A guest Isaacism
Richard is walking a neighborhood 4 year old to his house.
Richard: “After I take you home I’m going to go for a walk.”
B.: “Do you want me to go for a walk with you?”
Richard: “It’s going to be a bit far, so how about we will go a little way and then your house.”
B. “That’s good. My aunt is there and she will play with me.”
[After walking a bit]
Richard: “You sure do have a lot of good aunts.”
B.: “Richard, that’s cause I’m the happiest boy in the world!”

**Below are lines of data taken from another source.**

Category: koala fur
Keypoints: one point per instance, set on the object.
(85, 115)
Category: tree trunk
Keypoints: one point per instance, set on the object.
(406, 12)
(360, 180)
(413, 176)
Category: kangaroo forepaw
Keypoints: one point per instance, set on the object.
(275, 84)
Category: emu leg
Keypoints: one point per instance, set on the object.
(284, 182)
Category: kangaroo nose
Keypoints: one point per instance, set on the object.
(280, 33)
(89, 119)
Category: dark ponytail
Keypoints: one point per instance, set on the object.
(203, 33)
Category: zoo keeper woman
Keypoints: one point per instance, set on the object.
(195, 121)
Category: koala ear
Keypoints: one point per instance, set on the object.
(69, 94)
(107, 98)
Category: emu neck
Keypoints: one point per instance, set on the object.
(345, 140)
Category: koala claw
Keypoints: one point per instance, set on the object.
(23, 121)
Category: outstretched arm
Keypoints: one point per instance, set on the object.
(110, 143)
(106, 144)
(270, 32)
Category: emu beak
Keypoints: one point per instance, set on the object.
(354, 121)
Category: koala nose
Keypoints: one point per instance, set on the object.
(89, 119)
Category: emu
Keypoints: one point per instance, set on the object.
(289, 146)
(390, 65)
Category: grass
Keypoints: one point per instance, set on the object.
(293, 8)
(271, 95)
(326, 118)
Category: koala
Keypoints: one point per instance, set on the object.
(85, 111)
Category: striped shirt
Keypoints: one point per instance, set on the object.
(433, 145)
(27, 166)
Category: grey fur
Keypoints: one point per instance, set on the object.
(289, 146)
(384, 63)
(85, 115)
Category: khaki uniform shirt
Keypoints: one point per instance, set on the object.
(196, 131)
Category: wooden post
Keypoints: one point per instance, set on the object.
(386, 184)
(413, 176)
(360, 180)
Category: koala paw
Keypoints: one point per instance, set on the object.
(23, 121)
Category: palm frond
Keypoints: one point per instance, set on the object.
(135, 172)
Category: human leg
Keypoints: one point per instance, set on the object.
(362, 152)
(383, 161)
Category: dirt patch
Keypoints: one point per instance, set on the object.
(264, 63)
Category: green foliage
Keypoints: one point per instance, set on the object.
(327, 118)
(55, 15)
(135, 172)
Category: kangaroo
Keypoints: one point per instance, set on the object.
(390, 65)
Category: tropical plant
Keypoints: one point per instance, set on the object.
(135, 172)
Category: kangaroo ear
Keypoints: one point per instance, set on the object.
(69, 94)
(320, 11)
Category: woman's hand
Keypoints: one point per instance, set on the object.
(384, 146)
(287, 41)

The scene: Richard and Isaac are at the computer. Richard is showing Isaac how we can real-time track the location of the Adventure Science team in the mountains of California.
Richard: “Look there. They are almost at the location I told them to check out. [Richard pulls up an aerial photo] “See, there’s an anomaly there – that really bright spot. There might be something there, like a crashed plane.”
Isaac: “Are you sure it’s not a plane carrying radioactive material that is leaking and woke up some Weeping Angels?”
Richard: “No. No, I’m not. That’s why I sent Simon.”
A guest Isaacism, from a friend travelling in the Greece.
The scene: blue skies, green-blue water, submerged ruins of an ancient church peek out from the waves. Two young American boys are dressed head-to-toe in appropriate sun-blocking swimwear, with floatation devices strapped on for extra-safety. Local little kids are, of course, naked.
Mom [pointing out a little girl to her son]: “Why don’t you go say hello in Greek?”
Son: [hesitating and making a face]: “I don’t like the ways that girl’s butt looks.”
Richard: “Did you just say ‘ice beams don’t kill Pokemon’s?'”
Isaac [indignant]: “By the way Dad, ‘Pokemon’ is its own plural noun.”